По дороге в канцелярию каждый день читал эту запрещающую надпись директор совхоза Ядко Хатанзеев и, читая, каждый раз улыбался молодому задору этих слов. Ядко знал, что надпись сделала сама Вера Вануйта, и он твердо верил, что ни сибирка, ни попытка, ни другая какая-либо повалка не проберутся в совхозные стада.
На карантинном дворе с первыми весенними днями олени совхоза проходили под наблюдением Веры Вануйта тщательную санобработку, и только после этого их гнали на летовки.

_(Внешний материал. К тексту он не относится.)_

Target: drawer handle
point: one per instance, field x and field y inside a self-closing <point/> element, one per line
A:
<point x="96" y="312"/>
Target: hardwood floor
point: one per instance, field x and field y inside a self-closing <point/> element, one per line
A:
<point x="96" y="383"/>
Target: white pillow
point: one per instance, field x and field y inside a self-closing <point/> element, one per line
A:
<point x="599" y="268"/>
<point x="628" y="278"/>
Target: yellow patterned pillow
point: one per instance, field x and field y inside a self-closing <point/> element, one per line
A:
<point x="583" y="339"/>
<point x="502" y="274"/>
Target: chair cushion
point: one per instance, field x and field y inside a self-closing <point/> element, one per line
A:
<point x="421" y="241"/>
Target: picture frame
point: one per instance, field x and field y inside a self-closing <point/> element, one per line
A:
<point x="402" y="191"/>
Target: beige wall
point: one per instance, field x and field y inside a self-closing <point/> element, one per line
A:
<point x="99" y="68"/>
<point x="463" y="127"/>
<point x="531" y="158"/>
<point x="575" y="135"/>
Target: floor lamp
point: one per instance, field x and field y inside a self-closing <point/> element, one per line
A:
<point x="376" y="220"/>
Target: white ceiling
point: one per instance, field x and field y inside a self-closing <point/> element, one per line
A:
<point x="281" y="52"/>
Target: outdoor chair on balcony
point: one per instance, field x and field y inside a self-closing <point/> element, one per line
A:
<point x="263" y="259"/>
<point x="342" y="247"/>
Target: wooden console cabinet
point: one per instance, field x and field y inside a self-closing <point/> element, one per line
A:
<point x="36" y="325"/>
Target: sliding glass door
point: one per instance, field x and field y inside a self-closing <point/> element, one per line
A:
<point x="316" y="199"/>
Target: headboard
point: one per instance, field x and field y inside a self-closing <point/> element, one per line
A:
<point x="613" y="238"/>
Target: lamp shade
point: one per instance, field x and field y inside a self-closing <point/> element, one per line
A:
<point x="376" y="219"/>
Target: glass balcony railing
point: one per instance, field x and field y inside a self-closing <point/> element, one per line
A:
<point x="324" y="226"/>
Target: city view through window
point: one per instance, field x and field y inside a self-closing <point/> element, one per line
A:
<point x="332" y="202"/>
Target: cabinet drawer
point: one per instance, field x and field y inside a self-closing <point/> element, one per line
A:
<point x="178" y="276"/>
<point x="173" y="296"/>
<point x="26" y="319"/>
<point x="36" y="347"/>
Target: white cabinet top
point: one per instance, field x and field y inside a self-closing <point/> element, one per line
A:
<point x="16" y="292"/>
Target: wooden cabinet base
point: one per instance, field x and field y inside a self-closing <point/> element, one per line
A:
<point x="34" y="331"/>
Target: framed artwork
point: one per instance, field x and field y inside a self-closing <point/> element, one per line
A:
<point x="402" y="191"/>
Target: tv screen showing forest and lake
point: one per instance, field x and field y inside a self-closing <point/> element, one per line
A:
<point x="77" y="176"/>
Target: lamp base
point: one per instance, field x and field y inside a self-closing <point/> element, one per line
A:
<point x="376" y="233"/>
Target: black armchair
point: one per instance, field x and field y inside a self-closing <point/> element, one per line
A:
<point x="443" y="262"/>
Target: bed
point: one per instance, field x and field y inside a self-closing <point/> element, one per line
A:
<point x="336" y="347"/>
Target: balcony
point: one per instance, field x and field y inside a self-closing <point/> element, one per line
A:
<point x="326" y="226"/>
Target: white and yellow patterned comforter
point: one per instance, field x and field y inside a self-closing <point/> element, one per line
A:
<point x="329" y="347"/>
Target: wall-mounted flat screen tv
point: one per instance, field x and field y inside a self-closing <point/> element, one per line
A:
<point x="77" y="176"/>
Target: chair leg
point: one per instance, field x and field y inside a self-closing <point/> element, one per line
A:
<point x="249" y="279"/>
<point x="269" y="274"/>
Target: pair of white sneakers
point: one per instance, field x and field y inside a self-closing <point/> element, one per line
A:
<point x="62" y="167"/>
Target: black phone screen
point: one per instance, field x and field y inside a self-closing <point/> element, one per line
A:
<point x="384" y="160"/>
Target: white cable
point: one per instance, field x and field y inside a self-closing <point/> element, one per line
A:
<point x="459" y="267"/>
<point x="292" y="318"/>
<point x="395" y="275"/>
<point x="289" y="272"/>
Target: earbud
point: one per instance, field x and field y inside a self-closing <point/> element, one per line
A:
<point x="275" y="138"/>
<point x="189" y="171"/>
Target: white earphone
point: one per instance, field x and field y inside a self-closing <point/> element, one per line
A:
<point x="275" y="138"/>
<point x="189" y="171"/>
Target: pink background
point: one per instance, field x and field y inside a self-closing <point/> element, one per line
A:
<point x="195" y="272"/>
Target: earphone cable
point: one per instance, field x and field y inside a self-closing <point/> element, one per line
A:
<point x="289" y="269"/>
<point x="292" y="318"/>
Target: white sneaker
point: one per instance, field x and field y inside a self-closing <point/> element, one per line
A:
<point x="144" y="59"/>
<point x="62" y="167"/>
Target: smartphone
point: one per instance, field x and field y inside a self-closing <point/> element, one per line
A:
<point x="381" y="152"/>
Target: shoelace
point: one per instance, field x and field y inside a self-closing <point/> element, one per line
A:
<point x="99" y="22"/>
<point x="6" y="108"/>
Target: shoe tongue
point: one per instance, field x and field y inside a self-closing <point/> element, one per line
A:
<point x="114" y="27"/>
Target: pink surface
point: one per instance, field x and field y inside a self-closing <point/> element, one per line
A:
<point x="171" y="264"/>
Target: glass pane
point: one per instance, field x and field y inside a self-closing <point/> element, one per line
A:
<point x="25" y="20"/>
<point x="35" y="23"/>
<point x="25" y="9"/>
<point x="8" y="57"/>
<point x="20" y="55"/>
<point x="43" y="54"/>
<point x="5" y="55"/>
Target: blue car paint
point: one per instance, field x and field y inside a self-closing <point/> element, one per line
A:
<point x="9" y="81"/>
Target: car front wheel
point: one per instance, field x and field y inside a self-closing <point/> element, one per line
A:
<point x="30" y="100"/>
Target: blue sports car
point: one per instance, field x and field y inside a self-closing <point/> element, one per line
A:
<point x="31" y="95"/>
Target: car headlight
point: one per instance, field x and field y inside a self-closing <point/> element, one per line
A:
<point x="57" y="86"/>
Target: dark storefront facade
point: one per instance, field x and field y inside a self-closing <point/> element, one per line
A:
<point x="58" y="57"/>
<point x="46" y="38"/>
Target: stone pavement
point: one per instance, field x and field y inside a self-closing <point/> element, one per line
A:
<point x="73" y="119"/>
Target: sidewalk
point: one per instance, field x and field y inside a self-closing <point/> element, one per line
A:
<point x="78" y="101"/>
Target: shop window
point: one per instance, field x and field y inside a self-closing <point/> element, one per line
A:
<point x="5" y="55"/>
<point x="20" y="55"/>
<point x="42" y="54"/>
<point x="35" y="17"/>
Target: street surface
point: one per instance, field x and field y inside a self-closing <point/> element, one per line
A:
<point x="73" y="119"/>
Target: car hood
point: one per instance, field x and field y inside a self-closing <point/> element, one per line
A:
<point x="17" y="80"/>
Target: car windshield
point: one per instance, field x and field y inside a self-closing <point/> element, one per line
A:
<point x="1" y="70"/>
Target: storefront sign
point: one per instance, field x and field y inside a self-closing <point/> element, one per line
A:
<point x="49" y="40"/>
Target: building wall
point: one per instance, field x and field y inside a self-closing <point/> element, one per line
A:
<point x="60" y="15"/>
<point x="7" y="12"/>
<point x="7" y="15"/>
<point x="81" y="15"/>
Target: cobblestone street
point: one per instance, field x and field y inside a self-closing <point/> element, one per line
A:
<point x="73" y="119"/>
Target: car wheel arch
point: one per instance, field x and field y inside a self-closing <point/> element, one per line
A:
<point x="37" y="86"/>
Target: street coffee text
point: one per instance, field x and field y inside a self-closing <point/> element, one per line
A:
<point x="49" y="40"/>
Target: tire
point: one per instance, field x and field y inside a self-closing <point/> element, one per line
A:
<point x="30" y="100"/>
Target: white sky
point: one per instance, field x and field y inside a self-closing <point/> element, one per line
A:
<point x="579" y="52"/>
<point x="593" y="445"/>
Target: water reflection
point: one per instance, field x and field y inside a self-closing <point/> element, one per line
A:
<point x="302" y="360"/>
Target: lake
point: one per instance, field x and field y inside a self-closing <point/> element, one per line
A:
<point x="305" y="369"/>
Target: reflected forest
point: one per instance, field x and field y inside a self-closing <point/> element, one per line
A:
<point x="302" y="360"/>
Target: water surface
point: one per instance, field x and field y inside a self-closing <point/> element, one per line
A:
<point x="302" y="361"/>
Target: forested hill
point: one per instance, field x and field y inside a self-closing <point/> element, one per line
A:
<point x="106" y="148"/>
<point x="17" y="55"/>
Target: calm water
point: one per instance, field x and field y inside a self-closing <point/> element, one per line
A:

В начале июня — по-ненецки ненянг юрий, месяц Комара, — по последнему обманчивому весеннему льду переходили стада Большую Воду (Обскую губу) и лесом ветвистых рогов шли навстречу влажным ветрам Карского моря, в глубь ‘Конца Земли’ (Ямала). Там мало комаров, там сочные ягельники, там медленные, чистые реки, а на морском побережье много соли, которую так любят олешки.
По необозримому этому раздолью носился когда-то на быстрых упряжках жирнощекий и вечно пьяный князь тундры Василий Тайшин, всем урядникам и самому губернатору известный, получивший от царя медаль и российское дворянство за поставку армии оленьего мяса. Владелец многих тысяч оленей, сотни чумов и десятка жен, князь Василий Тайшин имел неограниченную власть над беднотой, над своими пастухами, а значит и вечными своими должниками. И теперь носят еще, наверное, под малицей шрамы от Васькиных побоев бывшие его пастухи. А бил он их пудовым кулаком, и хореем, тяжелым шестом для управления упряжкой, и багром, и обухом замахивался. А кто запретит Ваське избивать и калечить бедняков, отбирать у них жен и лучшие песцовые шкурки? Род Тайшина самый сильный на земле и будет властвовать над тундрой, пока светят звезды и солнце. Такая слава летела по Ямалу из конца в конец.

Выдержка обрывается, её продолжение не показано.